2.1. HDFS External Table Creation
2.2. Querying with HDFS Connector

This chapter describes how to use the Tibero HDFS Connector.

2.1. HDFS External Table Creation

The syntax for creating an external table using the HDFS Connector is the same as the general syntax for creating an external table.

hdfs://[HDFS Namenode IP or hostname][:Port]/[File Path]

In the previous syntax, Port is optional and 8020 is its default value.

The following is an example of defining an external table using the HDFS Connector.

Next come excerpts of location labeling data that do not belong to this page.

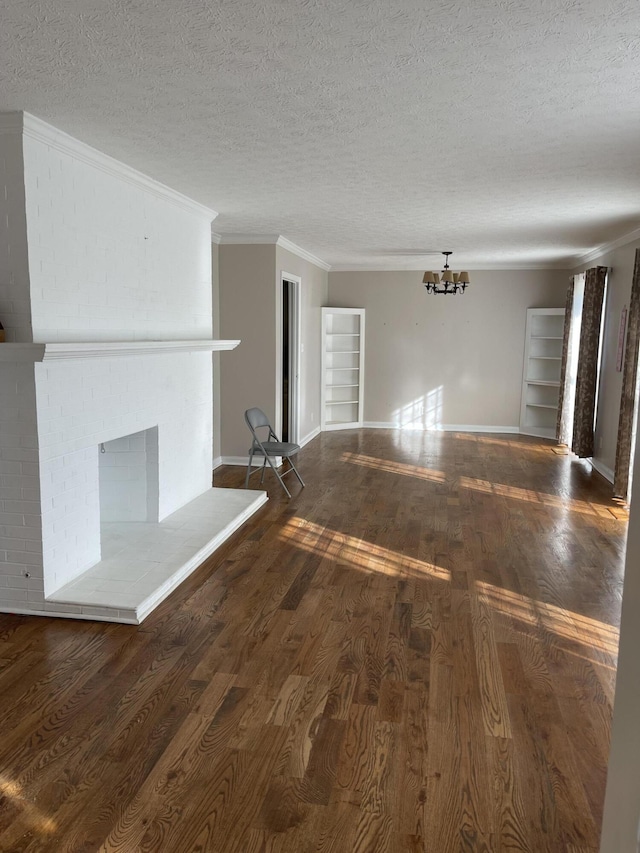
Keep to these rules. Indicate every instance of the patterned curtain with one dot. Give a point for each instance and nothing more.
(628, 399)
(563, 422)
(586, 382)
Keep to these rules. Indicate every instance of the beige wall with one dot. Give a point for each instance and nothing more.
(453, 360)
(250, 308)
(248, 312)
(622, 802)
(215, 307)
(620, 263)
(314, 289)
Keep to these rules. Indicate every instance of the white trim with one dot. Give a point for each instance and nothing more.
(34, 128)
(105, 349)
(602, 469)
(61, 614)
(310, 436)
(420, 266)
(594, 254)
(272, 240)
(249, 239)
(302, 253)
(442, 427)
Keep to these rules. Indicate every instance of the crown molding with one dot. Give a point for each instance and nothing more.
(273, 240)
(34, 128)
(497, 267)
(249, 239)
(594, 254)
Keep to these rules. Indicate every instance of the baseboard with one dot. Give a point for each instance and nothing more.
(314, 432)
(442, 427)
(603, 470)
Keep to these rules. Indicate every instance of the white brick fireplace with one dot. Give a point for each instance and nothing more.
(105, 293)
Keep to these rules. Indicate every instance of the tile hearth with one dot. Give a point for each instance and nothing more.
(143, 563)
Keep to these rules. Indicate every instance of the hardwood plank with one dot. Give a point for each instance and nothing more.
(415, 653)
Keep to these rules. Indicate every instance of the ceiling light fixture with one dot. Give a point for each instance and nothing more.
(452, 282)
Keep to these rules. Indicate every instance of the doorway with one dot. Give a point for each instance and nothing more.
(290, 387)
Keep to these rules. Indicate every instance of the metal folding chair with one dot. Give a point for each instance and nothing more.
(269, 448)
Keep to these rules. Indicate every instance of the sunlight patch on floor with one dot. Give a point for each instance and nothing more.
(394, 467)
(356, 552)
(564, 623)
(12, 790)
(531, 496)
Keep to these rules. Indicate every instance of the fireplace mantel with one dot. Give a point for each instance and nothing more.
(105, 349)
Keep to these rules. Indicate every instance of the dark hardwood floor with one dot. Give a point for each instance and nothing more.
(415, 653)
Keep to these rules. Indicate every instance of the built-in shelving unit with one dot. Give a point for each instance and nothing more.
(342, 368)
(541, 376)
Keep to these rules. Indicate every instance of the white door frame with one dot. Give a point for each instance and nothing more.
(295, 314)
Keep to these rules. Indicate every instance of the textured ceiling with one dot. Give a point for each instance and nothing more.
(365, 131)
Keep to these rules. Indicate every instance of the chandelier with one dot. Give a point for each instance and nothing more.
(451, 282)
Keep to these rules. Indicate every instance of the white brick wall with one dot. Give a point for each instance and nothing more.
(15, 312)
(85, 403)
(110, 257)
(21, 569)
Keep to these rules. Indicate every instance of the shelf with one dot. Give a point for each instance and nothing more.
(343, 338)
(541, 380)
(58, 351)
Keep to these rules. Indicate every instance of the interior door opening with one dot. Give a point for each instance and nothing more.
(286, 358)
(290, 358)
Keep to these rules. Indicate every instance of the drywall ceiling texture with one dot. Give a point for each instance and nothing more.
(367, 131)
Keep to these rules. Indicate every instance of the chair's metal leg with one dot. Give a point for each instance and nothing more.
(295, 470)
(246, 479)
(277, 473)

CREATE DIRECTORY TMP_DIR AS '/home/tibero/';

CREATE TABLE HDFS_EXT (
    ID NUMBER(10),
    TEXT VARCHAR(64)
) ORGANIZATION EXTERNAL (
    DEFAULT DIRECTORY TMP_DIR
    ACCESS PARAMETERS (
        LOAD DATA INTO TABLE HDFS_EXT
        FIELDS TERMINATED BY '|'
        (ID, TEXT)
    ) LOCATION (
        'hdfs://hadoop_name/user/tibero/f0.txt',
        'hdfs://hadoop_name/user/tibero/f1.txt',
        'hdfs://hadoop_name/user/tibero/f2.txt'
    )
);

The previous example creates three HDFS files for the external table. The host name of the HDFS Namenode is 'hadoop_name', and the port number defaults to 8020. Next, it reads the three files, 'f0.txt', 'f1.txt', and 'f2.txt', from the '/user/tibero' directory below HDFS.

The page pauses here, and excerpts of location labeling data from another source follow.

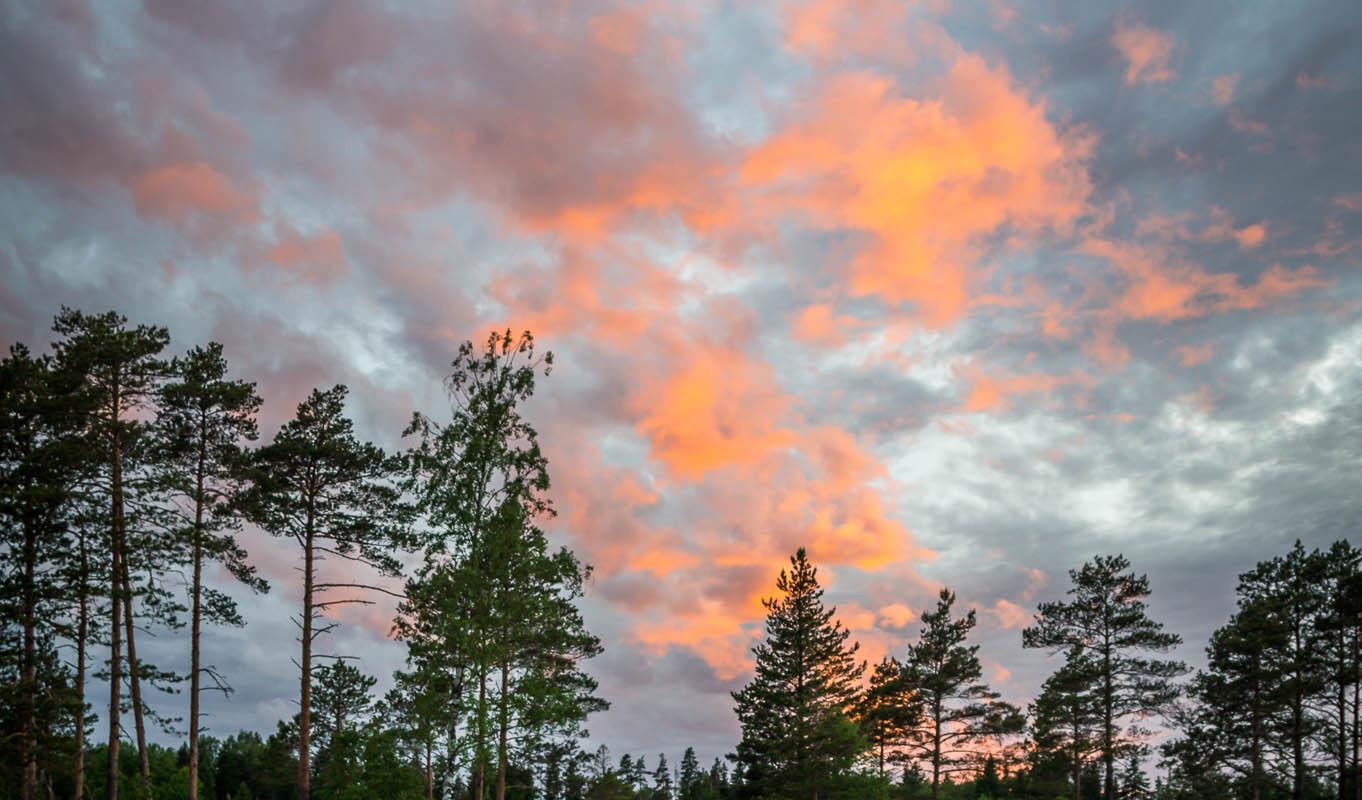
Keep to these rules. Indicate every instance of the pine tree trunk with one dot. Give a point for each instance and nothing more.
(503, 722)
(1076, 762)
(196, 615)
(27, 737)
(82, 634)
(115, 607)
(1298, 725)
(305, 688)
(1107, 721)
(480, 751)
(1256, 743)
(1357, 713)
(429, 773)
(135, 678)
(936, 750)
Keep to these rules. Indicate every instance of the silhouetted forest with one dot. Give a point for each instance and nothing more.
(128, 472)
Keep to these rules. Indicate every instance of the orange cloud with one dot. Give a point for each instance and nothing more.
(1222, 229)
(319, 256)
(1162, 288)
(990, 394)
(1009, 615)
(1147, 52)
(821, 325)
(928, 179)
(179, 191)
(711, 408)
(895, 615)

The directory object is only needed for the DDL syntax to create the external table, and it has no effect on the HDFS file path. Local files as well as HDFS files can be used to create an external table, and all functions available to external tables can be used in the same way.

Note

For detailed information about external table creation syntax, refer to Tibero SQL Reference Guide.

2.2. Querying with HDFS Connector

To query with HDFS Connector, create an external table and execute queries against it. External Table interface enables the use of all query functions provided by Tibero, join operations with a Tibero table, various aggregate functions, UDF, etc.

The following is an example of using the HDFS Connector to execute a query.

SELECT COUNT(*), AVG(PEOPLE.AGE) 
FROM HDFS_EXT, PEOPLE
WHERE HDFS_EXT.ID = PEOPLE.ID
GROUP BY HDFS_EXT.TEXT;

The /*+ parallel */ hint can also be used for parallel execution as with general tables.

SELECT /*+ parallel (8) */ COUNT(*), AVG(PEOPLE.AGE) 
FROM HDFS_EXT, PEOPLE
WHERE HDFS_EXT.ID = PEOPLE.ID
GROUP BY HDFS_EXT.TEXT;

Parallel execution can enhance performance since it uses parallel table scans by dividing HDFS files into HDFS block units. However, DML cannot be executed against external tables of HDFS Connector.